Assessment of Site, Degree and Pattern of Airway Obstruction in Patients with Moderate to Severe Obstructive Sleep Apnoea (OSA) Using Drug Induced Sleep Endoscopy (DISE)and Its Association with Awake Fibreoptic Evaluation and Polysomnography Parameters
Author(s) -
Jomol Joy,
Nalini Bhat,
Pallavi Bhandarkar
Publication year - 2021
Publication title -
indian journal of otolaryngology and head and neck surgery
Language(s) - English
Resource type - Journals
SCImago Journal Rank - 0.229
H-Index - 22
eISSN - 2231-3796
pISSN - 0973-7707
DOI - 10.1007/s12070-021-02390-6
Subject(s) - medicine , epiglottis , endoscopy , laryngoscopy , airway , sedation , sleep study , airway obstruction , otorhinolaryngology , tongue , anesthesia , surgery , obstructive sleep apnea , polysomnography , larynx , intubation , apnea , pathology
Accurate assessment of site of obstruction in Obstructive Sleep Apnoea (OSA) is key to its effective management, especially the surgical intervention.

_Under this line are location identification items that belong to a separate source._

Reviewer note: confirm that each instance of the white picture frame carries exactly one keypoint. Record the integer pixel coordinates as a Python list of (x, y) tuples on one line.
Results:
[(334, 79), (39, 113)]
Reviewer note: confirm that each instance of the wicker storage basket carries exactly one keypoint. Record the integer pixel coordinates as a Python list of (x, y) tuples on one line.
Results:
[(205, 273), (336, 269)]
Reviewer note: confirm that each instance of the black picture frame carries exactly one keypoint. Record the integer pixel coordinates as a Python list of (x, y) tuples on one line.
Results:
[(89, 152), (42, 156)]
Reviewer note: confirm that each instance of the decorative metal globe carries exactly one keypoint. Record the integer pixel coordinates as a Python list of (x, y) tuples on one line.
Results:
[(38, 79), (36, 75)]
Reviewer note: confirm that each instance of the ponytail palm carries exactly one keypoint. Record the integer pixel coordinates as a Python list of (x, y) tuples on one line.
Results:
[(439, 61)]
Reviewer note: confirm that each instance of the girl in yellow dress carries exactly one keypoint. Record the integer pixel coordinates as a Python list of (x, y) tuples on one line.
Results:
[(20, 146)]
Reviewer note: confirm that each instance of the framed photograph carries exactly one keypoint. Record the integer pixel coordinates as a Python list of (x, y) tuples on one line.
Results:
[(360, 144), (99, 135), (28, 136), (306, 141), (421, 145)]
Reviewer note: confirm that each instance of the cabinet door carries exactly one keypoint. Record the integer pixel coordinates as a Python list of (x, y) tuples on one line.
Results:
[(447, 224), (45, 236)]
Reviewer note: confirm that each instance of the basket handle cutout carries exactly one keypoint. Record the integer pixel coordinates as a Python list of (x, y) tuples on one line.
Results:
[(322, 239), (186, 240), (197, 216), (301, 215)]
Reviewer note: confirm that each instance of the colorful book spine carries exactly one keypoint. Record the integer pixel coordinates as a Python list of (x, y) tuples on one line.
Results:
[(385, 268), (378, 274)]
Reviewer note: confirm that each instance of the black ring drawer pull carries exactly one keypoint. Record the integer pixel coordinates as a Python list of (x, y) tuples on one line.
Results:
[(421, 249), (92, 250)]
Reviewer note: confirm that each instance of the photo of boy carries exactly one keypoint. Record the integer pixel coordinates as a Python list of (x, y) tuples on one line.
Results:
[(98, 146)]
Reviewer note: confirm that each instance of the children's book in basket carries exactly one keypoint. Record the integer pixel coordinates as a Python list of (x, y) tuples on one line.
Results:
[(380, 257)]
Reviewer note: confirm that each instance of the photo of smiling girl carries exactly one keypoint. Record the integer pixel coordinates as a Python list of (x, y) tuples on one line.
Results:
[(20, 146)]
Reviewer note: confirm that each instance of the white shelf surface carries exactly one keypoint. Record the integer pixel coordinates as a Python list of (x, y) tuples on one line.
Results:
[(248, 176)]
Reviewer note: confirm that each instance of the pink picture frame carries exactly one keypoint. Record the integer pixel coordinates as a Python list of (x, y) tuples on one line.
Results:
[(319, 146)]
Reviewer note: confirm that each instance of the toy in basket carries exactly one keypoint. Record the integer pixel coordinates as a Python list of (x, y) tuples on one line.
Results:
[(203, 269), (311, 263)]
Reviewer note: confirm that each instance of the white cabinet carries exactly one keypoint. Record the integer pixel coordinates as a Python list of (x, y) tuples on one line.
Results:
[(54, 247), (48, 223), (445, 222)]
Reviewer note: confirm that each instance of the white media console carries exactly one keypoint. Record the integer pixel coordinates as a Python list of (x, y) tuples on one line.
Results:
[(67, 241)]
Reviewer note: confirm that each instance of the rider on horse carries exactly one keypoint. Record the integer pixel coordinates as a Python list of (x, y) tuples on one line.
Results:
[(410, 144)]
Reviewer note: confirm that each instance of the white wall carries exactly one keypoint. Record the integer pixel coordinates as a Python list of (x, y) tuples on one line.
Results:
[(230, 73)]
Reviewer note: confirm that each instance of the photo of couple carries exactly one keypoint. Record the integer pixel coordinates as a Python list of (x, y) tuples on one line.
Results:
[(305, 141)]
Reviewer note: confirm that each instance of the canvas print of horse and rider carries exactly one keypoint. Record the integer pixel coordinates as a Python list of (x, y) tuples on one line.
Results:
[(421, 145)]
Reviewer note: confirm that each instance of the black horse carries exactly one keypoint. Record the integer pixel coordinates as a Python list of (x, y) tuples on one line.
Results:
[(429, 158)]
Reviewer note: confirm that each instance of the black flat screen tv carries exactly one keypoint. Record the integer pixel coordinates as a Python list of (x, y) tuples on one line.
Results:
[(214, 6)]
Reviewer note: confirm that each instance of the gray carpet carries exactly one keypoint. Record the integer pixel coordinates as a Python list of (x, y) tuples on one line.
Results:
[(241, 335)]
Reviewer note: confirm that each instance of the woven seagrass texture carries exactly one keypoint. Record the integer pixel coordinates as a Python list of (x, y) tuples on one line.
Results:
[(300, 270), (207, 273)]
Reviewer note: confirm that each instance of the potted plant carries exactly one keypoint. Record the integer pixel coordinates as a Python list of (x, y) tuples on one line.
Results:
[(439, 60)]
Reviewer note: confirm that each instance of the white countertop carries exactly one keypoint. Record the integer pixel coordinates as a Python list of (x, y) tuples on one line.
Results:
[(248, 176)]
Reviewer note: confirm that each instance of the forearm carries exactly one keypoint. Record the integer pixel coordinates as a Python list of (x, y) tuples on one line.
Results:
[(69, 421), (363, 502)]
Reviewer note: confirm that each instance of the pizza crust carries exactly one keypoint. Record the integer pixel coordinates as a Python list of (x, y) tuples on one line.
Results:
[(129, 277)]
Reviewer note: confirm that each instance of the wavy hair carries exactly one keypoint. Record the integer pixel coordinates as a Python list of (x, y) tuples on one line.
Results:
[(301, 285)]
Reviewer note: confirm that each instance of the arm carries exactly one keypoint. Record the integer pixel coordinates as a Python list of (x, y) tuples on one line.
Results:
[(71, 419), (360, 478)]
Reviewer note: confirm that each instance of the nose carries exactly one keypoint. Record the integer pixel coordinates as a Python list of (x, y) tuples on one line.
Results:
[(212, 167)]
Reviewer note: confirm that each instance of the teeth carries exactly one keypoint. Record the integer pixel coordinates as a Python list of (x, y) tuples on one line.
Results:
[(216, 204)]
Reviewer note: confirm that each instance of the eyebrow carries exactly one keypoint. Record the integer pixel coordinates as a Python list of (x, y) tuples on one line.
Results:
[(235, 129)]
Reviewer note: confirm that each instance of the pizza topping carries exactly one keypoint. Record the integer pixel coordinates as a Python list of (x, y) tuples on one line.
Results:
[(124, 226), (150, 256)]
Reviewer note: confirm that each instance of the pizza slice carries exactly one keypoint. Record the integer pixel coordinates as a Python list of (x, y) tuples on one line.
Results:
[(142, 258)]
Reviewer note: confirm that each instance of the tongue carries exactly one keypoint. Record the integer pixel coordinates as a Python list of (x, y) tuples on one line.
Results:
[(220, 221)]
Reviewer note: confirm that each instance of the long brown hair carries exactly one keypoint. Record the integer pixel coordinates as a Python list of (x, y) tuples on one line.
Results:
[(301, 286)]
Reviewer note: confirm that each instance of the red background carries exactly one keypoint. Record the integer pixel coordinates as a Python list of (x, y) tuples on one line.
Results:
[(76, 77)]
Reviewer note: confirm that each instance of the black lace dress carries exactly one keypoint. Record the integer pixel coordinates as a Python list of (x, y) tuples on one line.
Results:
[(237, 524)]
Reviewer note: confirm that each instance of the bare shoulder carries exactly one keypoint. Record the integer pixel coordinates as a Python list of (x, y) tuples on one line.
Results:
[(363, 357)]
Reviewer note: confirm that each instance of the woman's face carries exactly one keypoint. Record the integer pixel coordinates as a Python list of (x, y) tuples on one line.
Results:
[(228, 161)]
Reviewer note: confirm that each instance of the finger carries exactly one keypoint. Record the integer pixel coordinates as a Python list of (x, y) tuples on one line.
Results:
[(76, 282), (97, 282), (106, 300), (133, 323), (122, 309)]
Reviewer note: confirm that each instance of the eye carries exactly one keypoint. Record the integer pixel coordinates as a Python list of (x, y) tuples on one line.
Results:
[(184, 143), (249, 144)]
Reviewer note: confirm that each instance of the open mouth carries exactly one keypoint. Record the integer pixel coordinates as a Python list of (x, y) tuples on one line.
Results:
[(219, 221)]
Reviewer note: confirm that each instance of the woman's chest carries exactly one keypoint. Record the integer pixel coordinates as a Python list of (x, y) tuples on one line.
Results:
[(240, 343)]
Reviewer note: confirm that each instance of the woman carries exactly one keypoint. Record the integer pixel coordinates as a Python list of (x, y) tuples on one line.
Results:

Currently, Drug induced sleep endoscopy (DISE) is widely used to assess the obstruction during sleep as assessing during physiologic sleep is impractical and cumbersome. To assess the site, pattern and degree of airway obstruction in patients with moderate to severe obstructive sleep apnoea using DISE and to find a co-relation of DISE findings with awake fibreoptic assessment and severity of OSA. 41 adult patients (29 males, 12 females, mean AHI 40.58 ± 16.94, mean age 54 ± 9.15 years underwent awake fibreoptic nasal endoscopy in the outpatient department and propofol induced DISE in the main operation theatre. The site/s, degree and pattern of obstruction were recorded as per VOTE and Fujita classification. Velum was the commonest site of collapse followed by oropharynx, base of tongue and epiglottis. All had multilevel collapse with velum, oropharynx and base of tongue being the most common combination. At velum, base of tongue and epiglottis, antero-posterior pattern of collapse was commonest and at oropharynx lateral pattern of collapse was the commonest. We found no difference in the site, pattern or severity of collapse between the moderate and severe group though there was a tendency of epiglottis collapse being present more frequently in severe OSA. Awake fibreoptic endoscopic evaluation was able to assess the collapse at level of velum with higher sensitivity but with poor specificity. There was high chances of missing a hypopharyngeal collapse with fibreoptic endoscopic evaluation.